背景:Letermovir (LMV)预防目前是预防巨细胞病毒(CMV)血清阳性的同种异体造血干细胞移植(alloo - hsct)受者临床显著巨细胞病毒(CMV)感染(CsCMVi)的一线策略。在移植中心,各种各样的CMV DNA阈值用于LMV中断和先发制人的抗病毒治疗(PET)的开始。方法:我们评估了血浆中巨细胞病毒DNA倍增时间(dt)的潜力,以区分初次预防LMV的同种异体造血干细胞移植受者的CsCMVi和流产巨细胞病毒感染。来自西班牙造血移植和细胞治疗组多中心注册的数据包括296例接受LMV预防的同种异体造血干细胞移植患者。参与中心使用血浆CMV DNA阈值≥1000 IU/mL启动PET。根据预先建立的标准,从前两个或三个聚合酶链反应(PCR)阳性结果计算CMV DNA dt。结果:64例(21.6%)受者发生CMV dna血症,共88次发作,其中9例(3.04%)发生CsCMVi,包括10次发作(1例确诊CMV胃肠道疾病)。不可计算的CMV DNA dt对CsCMVi的阴性预测值为94%。对于可计算的CMV DNA dts的初始发作(4/7 CsCMVi和8/57无CsCMVi), bbb2.35天的阈值对排除CsCMVi的特异性为100%。结论:CMV DNA dt可以优化LMV预防的同种异体造血移植患者的CMV感染管理,与使用的PCR平台无关。
期刊介绍:
Transplant Infectious Disease has been established as a forum for presenting the most current information on the prevention and treatment of infection complicating organ and bone marrow transplantation. The point of view of the journal is that infection and allograft rejection (or graft-versus-host disease) are closely intertwined, and that advances in one area will have immediate consequences on the other. The interaction of the transplant recipient with potential microbial invaders, the impact of immunosuppressive strategies on this interaction, and the effects of cytokines, growth factors, and chemokines liberated during the course of infections, rejection, or graft-versus-host disease are central to the interests and mission of this journal.
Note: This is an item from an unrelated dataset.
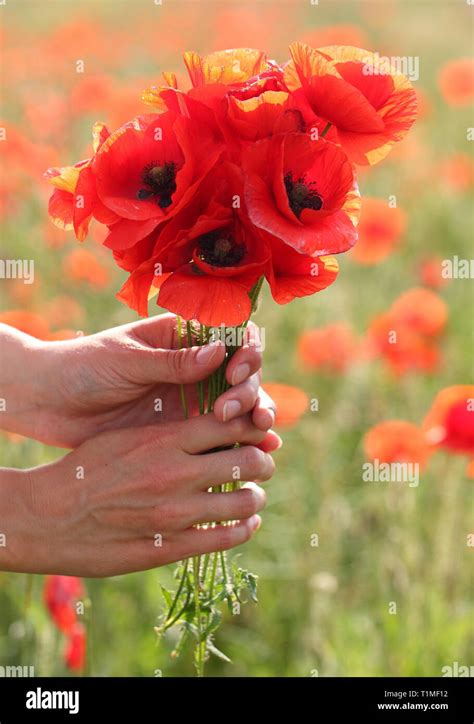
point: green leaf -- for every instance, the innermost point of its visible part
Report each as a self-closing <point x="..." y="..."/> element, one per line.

Transplant Infectious Disease is aimed at disseminating the latest information relevant to the infectious disease complications of transplantation to clinicians and scientists involved in bone marrow, kidney, liver, heart, lung, intestinal, and pancreatic transplantation. The infectious disease consequences and concerns regarding innovative transplant strategies, from novel immunosuppressive agents to xenotransplantation, are very much a concern of this journal. In addition, this journal feels a particular responsibility to inform primary care practitioners in the community, who increasingly are sharing the responsibility for the care of these patients, of the special considerations regarding the prevention and treatment of infection in transplant recipients. As exemplified by the international editorial board, articles are sought throughout the world that address both general issues and those of a more restricted geographic import.